This small tips shows an example how to build a small SQL Server function utilizing a Common Table Expression (CTE) to replace undesired characters from an input string.
Introduction
This tip shows an example how to build a small SQL Server function utilizing a Common Table Expression (CTE) to replace undesired characters from an input string. While this function can be used in a SELECT
statement, it can also be used for example in UPDATE
statements to sanitize data or even in WHERE
clauses. When used as a part of a WHERE
clause, please bear in mind that the performance may degrade dramatically, just like with any function when used as a condition.
The same functionality could be achieved in many different ways, like with regular expression, T-SQL loops, etc, so this is just one way to do this.
Using the input data
So the goal is to create the function described above.

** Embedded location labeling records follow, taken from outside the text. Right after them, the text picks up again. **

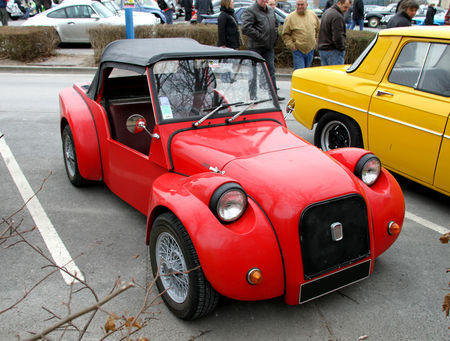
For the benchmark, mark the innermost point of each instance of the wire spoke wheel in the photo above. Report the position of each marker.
(172, 267)
(174, 263)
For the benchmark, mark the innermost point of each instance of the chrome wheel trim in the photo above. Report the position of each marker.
(172, 267)
(335, 135)
(69, 155)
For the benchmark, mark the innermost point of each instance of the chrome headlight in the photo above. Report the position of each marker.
(228, 202)
(368, 169)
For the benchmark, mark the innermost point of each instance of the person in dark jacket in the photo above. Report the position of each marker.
(259, 25)
(332, 34)
(203, 7)
(167, 7)
(3, 13)
(228, 30)
(429, 17)
(408, 10)
(358, 15)
(328, 4)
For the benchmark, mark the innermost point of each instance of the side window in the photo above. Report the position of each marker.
(436, 71)
(409, 64)
(126, 93)
(61, 13)
(423, 66)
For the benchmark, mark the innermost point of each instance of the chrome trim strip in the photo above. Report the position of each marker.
(331, 101)
(406, 124)
(336, 289)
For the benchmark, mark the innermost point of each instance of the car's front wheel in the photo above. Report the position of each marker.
(175, 264)
(70, 158)
(337, 131)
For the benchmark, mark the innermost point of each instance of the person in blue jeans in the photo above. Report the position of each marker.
(167, 7)
(332, 34)
(358, 15)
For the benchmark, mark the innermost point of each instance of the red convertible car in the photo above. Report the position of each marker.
(237, 205)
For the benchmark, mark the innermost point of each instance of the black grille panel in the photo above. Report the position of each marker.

Let's break the task into pieces. First thing we need to do, is to use the input string and the string of characters to replace, as data in a SELECT
statement. This is simple to do as a variable can be used as a column without any tables in a query. Consider the following example
BEGIN
DECLARE @stringToReplace nvarchar(MAX) = 'this% contains ! illegal/ chars',
@charsToReplace nvarchar(100) = '!"#¤%&/()=?',
@replacement nvarchar(1) = '';
SELECT @stringToReplace, @charsToReplace
END;
This returns our data nicely on a single row
(No column name) (No column name)
this% contains ! illegal/ chars !"#¤%&/()=?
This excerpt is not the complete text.